Gods Ghosts and Men in Melanesia – extract II

There’s a lot of fascinating things in this book and not a few really weird beliefs being described (not the least is the ritual of penis blood-letting, where you insert [..] you put salt and then [..] okay you get the gist, ouch). But of course for the purpose of this blog I’m copying the parts that I find inspiring on a fantasy world-building perspective.

(The Kamano, Usurufa, Jate and Fore, R.M. Berndt)

Existing alongside the notion of a specific land of the dead, as well as independantly of it, is the suggestion that for an undefined period after death a ghost may communicate with living kin through dreams, either voluntarily or in response to a request from the dreamer: chewing himeru bark before sleep is said to be a way of getting in touch with the dead, to seek their advice or help in personal problems.


The major deities are viewed as eternal and indestructible. They assume different manifestations, are called by different names, but are still essentially unchanging. Although they may be killed, this means merely that they assume another shape. The same applies to some of the partly anthropomorphic inhabitants of the bush and jungle. But ghosts and characters in the secondary myths, including giants, ogres and apparitions of several kinds, appear to be almost as vulnerable as man is himself.

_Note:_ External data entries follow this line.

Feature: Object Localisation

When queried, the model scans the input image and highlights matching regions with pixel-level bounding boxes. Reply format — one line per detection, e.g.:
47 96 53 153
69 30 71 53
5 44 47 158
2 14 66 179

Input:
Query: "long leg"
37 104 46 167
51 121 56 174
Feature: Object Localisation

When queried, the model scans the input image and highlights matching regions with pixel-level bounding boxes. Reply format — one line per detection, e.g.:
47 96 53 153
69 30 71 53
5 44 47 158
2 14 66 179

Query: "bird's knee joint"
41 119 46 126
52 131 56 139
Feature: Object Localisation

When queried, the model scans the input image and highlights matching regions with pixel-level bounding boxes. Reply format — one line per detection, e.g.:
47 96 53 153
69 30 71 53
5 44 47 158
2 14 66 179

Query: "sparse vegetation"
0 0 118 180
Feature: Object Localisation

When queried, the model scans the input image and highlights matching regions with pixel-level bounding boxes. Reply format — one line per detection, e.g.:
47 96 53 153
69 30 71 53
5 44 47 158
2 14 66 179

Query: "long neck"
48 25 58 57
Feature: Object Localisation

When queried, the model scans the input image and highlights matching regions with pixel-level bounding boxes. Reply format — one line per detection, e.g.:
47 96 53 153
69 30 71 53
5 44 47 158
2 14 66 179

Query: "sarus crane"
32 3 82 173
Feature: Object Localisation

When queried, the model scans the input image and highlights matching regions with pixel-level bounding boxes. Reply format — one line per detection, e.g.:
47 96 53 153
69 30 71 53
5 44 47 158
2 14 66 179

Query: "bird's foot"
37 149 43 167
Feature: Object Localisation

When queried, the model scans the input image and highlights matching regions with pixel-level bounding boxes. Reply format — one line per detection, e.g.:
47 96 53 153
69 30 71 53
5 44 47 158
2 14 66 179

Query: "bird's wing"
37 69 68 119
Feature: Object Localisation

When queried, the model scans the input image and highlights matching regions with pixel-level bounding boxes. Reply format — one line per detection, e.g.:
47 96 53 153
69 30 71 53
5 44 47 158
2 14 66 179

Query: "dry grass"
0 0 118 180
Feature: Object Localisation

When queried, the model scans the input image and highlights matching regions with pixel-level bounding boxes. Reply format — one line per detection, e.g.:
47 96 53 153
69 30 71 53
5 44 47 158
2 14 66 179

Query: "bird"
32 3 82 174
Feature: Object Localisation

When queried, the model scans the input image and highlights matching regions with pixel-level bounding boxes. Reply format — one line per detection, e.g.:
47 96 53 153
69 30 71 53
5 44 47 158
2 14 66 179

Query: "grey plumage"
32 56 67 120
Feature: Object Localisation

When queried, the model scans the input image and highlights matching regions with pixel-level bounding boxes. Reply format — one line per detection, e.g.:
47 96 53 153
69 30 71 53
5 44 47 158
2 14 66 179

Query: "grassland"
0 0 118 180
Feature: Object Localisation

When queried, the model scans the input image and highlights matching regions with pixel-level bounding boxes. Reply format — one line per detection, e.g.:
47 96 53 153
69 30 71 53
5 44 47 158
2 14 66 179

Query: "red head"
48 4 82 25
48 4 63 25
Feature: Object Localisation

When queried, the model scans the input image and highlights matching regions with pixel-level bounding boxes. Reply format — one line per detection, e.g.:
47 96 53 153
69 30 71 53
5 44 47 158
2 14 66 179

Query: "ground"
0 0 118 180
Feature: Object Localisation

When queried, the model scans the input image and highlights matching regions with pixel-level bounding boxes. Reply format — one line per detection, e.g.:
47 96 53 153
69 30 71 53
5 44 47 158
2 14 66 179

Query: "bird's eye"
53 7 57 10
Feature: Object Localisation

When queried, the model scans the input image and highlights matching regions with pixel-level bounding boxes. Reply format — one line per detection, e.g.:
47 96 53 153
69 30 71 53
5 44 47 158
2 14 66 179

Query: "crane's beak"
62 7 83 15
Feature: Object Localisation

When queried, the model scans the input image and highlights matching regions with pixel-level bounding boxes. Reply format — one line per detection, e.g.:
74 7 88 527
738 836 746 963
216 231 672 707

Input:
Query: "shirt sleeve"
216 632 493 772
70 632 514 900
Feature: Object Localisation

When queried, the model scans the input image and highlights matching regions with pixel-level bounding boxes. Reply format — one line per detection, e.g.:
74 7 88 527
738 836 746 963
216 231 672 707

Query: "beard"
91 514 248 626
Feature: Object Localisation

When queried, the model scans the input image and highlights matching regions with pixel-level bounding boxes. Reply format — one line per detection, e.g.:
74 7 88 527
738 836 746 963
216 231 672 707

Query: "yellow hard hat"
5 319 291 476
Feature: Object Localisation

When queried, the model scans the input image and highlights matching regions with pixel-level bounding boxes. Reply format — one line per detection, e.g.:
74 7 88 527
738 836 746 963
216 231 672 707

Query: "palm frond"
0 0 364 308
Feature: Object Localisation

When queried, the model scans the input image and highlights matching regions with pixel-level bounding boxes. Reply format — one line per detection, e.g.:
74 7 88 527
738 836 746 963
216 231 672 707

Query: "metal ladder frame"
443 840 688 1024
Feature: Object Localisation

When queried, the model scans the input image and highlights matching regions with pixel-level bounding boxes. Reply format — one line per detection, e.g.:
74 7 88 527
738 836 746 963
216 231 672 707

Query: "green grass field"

(The Mae Enga of the Western Highlands, M.J Meggitt)

Among many western clans, small pools figure in ritual intended to placate ancestral ghosts. Hidden in dense forest is a pool which clan members regard as the locus of the power of the ancestors. Women and children should not approach the site, lest they fall ill, and clansmen may visit it only on ritual occasions. In some clans men believe that a huge, invisible python, representing the ancestors, dwells in the pool. which itself is invisible to outsiders. Hence, a clan victorious in war makes no attempt to utilize the pool of the defeated clan.


The Mae also assume the existence of a class of anthropomorphic demons, distinct from human beings and from ghosts, that inhabit caves and waterfalls. These creatures in a sense embody the dangers and inhospitality that the Mae, who are gardeners and inept bushmen, associate with the dense forests of the high mountains. They are not connected with particular social groups but constitue a broad category whose members are not consistently differentiated in terms of functions or individual spheres of activity. The forest and everything in it comprise their estate, so that human exploitation of sylvan flora and fauna is essentially a trespass, likely to anger the demons.